Training an Emotional Face Classifier

machine learning

tutorial

fastai

computer-vision

Published

March 22, 2025

Ok I have been trying to get this thing posted for weeks and its finally time now. First step, what am I even doing. Well, broadly the goal is to get a decent understanding of deep learning concepts and apply them to subject matter I find interesting. I see this stage as learning to read sheet music and musc theory before I can create compositions.

The first step is going to be training the model. It’s taken me a while to decide what I want to train it on.

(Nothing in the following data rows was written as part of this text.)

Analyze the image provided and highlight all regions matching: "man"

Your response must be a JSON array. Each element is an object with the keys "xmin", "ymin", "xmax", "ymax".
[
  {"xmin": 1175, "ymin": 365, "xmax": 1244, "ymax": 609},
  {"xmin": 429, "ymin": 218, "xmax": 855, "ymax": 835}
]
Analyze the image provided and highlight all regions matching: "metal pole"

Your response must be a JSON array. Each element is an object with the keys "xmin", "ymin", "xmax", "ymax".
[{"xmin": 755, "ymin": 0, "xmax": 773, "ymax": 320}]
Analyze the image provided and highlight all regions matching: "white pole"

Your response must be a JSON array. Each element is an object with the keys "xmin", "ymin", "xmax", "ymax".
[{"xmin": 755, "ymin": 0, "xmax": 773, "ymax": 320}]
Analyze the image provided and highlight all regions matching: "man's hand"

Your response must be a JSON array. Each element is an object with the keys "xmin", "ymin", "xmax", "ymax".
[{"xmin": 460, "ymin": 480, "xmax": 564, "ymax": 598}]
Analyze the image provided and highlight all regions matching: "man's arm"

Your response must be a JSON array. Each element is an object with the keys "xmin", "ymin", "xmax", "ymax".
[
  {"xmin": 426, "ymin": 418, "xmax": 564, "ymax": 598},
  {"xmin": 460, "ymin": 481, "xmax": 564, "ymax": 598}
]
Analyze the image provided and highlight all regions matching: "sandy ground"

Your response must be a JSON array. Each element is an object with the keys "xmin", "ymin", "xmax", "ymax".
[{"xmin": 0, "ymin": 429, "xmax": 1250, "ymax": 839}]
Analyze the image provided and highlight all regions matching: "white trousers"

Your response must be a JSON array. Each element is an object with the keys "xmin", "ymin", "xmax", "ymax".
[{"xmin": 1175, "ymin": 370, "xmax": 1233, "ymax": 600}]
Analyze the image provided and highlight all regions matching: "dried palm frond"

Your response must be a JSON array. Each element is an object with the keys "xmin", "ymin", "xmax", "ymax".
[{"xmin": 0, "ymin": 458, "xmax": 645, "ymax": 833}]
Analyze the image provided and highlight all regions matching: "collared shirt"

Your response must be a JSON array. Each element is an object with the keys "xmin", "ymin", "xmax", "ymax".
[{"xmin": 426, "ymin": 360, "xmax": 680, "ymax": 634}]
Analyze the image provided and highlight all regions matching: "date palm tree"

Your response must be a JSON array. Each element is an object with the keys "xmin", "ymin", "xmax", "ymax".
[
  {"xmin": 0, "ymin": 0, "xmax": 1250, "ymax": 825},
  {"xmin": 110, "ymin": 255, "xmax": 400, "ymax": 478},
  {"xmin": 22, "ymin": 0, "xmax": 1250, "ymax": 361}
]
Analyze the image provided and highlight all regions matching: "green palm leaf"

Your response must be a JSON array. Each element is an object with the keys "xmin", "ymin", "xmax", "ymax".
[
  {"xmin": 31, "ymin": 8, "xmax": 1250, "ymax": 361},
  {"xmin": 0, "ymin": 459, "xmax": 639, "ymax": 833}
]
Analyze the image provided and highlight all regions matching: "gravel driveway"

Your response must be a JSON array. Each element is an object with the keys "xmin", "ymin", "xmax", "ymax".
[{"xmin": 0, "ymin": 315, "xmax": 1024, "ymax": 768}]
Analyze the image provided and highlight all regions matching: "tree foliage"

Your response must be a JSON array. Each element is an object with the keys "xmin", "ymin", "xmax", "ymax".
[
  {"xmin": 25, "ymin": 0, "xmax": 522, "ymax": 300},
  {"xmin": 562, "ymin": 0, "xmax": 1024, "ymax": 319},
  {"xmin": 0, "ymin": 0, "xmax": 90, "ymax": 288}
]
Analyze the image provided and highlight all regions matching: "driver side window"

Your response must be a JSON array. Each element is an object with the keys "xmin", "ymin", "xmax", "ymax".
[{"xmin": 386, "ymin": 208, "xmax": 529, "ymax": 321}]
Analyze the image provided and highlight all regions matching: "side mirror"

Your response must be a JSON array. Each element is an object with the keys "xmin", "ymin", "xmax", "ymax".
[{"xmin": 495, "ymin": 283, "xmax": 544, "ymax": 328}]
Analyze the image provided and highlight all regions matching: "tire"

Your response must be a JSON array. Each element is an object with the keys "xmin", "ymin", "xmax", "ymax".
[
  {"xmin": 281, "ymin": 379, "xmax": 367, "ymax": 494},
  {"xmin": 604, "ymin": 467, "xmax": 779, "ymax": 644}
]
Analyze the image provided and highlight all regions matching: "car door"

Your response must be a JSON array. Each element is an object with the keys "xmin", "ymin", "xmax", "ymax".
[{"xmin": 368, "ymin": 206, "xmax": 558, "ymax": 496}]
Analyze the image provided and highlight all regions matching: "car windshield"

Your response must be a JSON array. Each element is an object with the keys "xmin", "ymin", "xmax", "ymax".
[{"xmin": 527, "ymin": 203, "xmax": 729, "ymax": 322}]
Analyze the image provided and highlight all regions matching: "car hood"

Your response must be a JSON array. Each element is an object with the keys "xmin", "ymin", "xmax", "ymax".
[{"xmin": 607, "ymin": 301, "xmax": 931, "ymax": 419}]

Originally I wanted to do something music related, but now the desire to get something UP and POSTED has made me go with my first idea of emotion recognition in human faces.

Begin Creating the Dataset

Before I get into any DL/ML specific things, I first have to import the fastai package into the notebook. So, that’s what we see below:

Code

#hide
! [ -e /content ] && pip install -Uqq fastbook
import fastbook
fastbook.setup_book()

Code

#hide
from fastbook import *
from fastai.vision.widgets import *

Theoretially the pakage is set up. Now I need some data. Since this is my first post, I’m just going to use duckduckgo to grab some images from the internet. In practice, datasets must be curated more carefully than this. I’ll use one trick I learned, but there are issues with going directly to image search. One of the biggest is that the data usually ends up being pretty biased. My guess is that if I do it this way I’ll get an attractive white people emotion analyzer, rather than a people analyzer. We’ll see…

Code

results = search_images_ddg('joyful face')
ims = results
len(ims)

Code

dest = 'images/test.jpg'
download_url(ims[1], dest)
ims[1]

Code

im = Image.open(dest)
im.to_thumb(128,128)

Ok, this is a great example of why going straight to image search is bad. The first image I got was this

The image is a cartoon face with speech bubble. So maybe this blog post is “why you shouldn’t use a naive image search for building models, but how to fight through the pain anyway.”

Let’s see if tweaking the search term helps…

Code

results = search_images_ddg('joyful human face photo')
ims = results
dest = 'images/test.jpg'
download_url(ims[20], dest)
print(ims[20])
im = Image.open(dest)
im.to_thumb(128,128)

Okay great, we definitely got a human this time. Still though we can’t see if ALL of our images are of humans, nor can we tell if we have a decent demographic distribution. Just highlighting the necessities of data curation and bias analysis. Technically it could be possible that this bias wouldn’t impact the deployment. In my case, my goal is not to make a robust emotions classifier but to make a simple deployed proof of concept, so I’m pressing on 😁.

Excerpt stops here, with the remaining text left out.